8. L'Office français de l'immigration et de l'intégration (OFII) a informé M. E et Mme F, par courriers du 28 mars 2024, remis en mains propres le 5 avril suivant, de ce qu'ils devaient libérer le logement occupé le 30 avril et de ce qu'ils pouvaient bénéficier de l'aide au retour. Les intéressés n'ayant pas sollicité cette aide et se maintenant dans ledit logement, le préfet d'Ille-et-Vilaine les a mis en demeure, par courrier du 23 mai 2024, notifié le 7 juin suivant, de quitter et libérer leur logement dans un délai de quinze jours. Cette mise en demeure étant restée infructueuse, le préfet d'Ille-et-Vilaine demande, par la présente requête et sur le fondement des dispositions de l'article L. 521-3 du code de justice administrative, leur expulsion du logement qu'elle occupe au sein du CADA situé 2 bd Clémenceau à Rennes (35300).

9. Si le préfet d'Ille-et-Vilaine produit, au soutien de sa requête, une attestation de présence indue et persistante de M. E et Mme F au sein de leur logement, en date du 23 juillet 2024, il ressort des écritures en défense de Mme F, qui a seule défendu à l'instance, que son époux a, depuis, quitté le domicile, cette affirmation n'étant pas contestée par le préfet d'Ille-et-Vilaine, qui ne produit pas d'attestation récente de maintien de l'intéressé dans les lieux. S'il est par ailleurs constant que la demande d'asile de Mme F a été définitivement rejetée et si la seule annulation de la mesure d'éloignement ne lui confère pas un droit au maintien sur le territoire, pas davantage qu'un droit au maintien dans un lieu d'accueil pour demandeurs d'asile, l'intéressée n'ayant pas sollicité, ni obtenu, le rétablissement des conditions matérielles d'accueil, il résulte de l'instruction qu'elle a donné naissance, le 4 janvier 2023, à un enfant souffrant d'un handicap physique majeur, nécessitant un appareillage prothétique des deux membres inférieurs ainsi qu'un suivi neuro-pédiatrique, orthopédique et en rééducation fonctionnelle.
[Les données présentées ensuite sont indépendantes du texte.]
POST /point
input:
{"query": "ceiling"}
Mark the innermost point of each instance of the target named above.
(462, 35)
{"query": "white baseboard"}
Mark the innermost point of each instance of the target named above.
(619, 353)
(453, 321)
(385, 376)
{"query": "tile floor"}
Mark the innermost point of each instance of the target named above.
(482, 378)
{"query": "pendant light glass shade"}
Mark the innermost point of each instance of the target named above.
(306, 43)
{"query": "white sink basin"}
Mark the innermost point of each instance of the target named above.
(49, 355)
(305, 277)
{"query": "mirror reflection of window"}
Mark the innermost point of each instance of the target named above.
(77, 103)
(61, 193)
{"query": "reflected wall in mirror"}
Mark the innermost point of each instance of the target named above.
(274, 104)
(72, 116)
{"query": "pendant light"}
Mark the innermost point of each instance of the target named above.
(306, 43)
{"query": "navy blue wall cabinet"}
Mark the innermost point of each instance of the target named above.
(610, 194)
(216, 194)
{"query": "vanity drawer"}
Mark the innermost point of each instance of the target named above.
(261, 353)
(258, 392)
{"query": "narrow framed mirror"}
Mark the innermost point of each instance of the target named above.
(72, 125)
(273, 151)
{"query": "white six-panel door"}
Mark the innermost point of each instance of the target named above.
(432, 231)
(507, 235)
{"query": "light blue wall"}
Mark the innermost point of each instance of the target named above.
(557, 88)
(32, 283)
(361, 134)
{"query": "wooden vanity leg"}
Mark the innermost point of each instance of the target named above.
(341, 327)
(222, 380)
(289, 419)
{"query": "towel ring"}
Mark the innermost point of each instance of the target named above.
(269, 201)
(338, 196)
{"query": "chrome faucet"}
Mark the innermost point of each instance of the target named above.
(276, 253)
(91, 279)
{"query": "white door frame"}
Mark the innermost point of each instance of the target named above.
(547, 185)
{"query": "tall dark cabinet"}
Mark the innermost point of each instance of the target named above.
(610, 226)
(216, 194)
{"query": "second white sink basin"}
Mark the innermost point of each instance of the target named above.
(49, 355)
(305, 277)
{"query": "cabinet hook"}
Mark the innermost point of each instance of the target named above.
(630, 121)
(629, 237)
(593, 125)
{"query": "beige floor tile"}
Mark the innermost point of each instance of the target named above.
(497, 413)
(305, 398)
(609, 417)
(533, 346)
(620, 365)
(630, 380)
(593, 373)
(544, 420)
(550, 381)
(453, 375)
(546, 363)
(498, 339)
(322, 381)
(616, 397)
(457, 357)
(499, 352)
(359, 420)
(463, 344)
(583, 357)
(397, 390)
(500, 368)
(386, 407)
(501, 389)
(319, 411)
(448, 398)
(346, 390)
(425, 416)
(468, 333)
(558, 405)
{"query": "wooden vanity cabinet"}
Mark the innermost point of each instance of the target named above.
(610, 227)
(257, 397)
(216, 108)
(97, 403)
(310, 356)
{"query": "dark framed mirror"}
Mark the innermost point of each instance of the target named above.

Eu égard au jeune âge et à l'état de santé très significativement dégradé de cet enfant, à la situation de mère isolée de Mme F et compte tenu des conditions météorologiques prévalant à la date à laquelle le juge des référés est appelé à statuer, dès lors que le préfet d'Ille-et-Vilaine ne propose ni ne garantit aucune solution d'hébergement d'urgence à Mme F et son fils, la demande présentée par l'autorité préfectorale tendant à son expulsion du logement qu'elle occupe au sein du CADA situé 2 bd Clémenceau à Rennes (35300) doit être regardée comme se heurtant à une contestation sérieuse, nonobstant l'actuelle saturation du dispositif d'accueil et d'hébergement des demandeurs d'asile, dont le préfet d'Ille-et-Vilaine établit la réalité.

10. Il résulte de tout ce qui précède que la requête du préfet d'Ille-et-Vilaine doit être rejetée.

Sur les frais liés au litige :

11. Il n'y a pas lieu, dans les circonstances de l'espèce, de mettre à la charge de l'État la somme que Mme F demande au titre des frais exposés et non compris dans les dépens.

O R D O N N E :

Article 1er : La requête du préfet d'Ille-et-Vilaine est rejetée.

Article 2 : Mme F est admise au bénéfice de l'aide juridictionnelle à titre provisoire.

Article 3 : Les conclusions de Mme F présentées au titre de l'article L. 761-1 du code de justice administrative sont rejetées.

Article 4 : La présente ordonnance sera notifiée au ministre de l'intérieur et à M. E et à Mme F.

Copie en sera adressée pour information au préfet d'Ille-et-Vilaine.

Fait à Rennes, le 9 décembre 2024.

Le juge des référés,

signé

O. ThielenLa greffière,

signé

P. Lecompte

La République mande et ordonne au ministre de l'intérieur en ce qui le concerne et à tous commissaires de justice à ce requis en ce qui concerne les voies de droit commun contre les parties privées, de pourvoir à l'exécution de la présente décision.